Tag Archives: Annual Intellectual Theme

Pantagraph Joins “Fact or Fiction” Open House

Image Credit: David Proeber, The Pantagraph

The Pantagraph joined more than 100 students and faculty at this Fall’s “Fact or Fiction” Course Cluster Open House, where students in over a dozen different courses shared research posters, oral presentations, and creative work around the subject of this year’s Annual Intellectual Theme.

Chris Sweet, Information Literacy Librarian and Associate Professor in The Ames Library, has coordinated programming across campus in support for the “Fact or Fiction” theme, which is closely associated with the skills and concepts associated with the library’s award-winning instructional services program. As he said: “It’s not just politics and ‘fake news.’ It’s about learning to be a good critical thinker and consumer of information. How do you evaluate what you see and read?”

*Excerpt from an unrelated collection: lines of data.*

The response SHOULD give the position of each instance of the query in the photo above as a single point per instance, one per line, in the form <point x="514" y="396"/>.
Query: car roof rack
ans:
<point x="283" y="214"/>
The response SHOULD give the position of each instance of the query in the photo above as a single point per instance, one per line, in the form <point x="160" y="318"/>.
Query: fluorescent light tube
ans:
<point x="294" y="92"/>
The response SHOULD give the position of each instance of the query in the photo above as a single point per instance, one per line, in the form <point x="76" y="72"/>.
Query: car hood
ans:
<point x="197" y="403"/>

More information on, and photos of, the Fall 2019 Open House are available on the Pantagraph site.

 

Fact or Fiction Course Cluster Open House (December 4th)

Student presents at Course Cluster Open House 2018

Please join us on on Wednesday, December 4th, from 11am to 1 pm, for an Open House for students and faculty participating in the Fact or Fiction Course Cluster. Each year, faculty in programs across the curriculum design courses and assignments aligned with Illinois Wesleyan University’s Annual Intellectual Theme, a strategic initiative designed to bring the campus community together around a common intellectual experience. Experiences such as these have been identified as a high-impact educational practice and provide important opportunities to advance the library’s mission to “[foster] inquiry and the pursuit of knowledge, intellectual and ethical integrity, excellence in teaching and learning, and respect for diverse points of view.”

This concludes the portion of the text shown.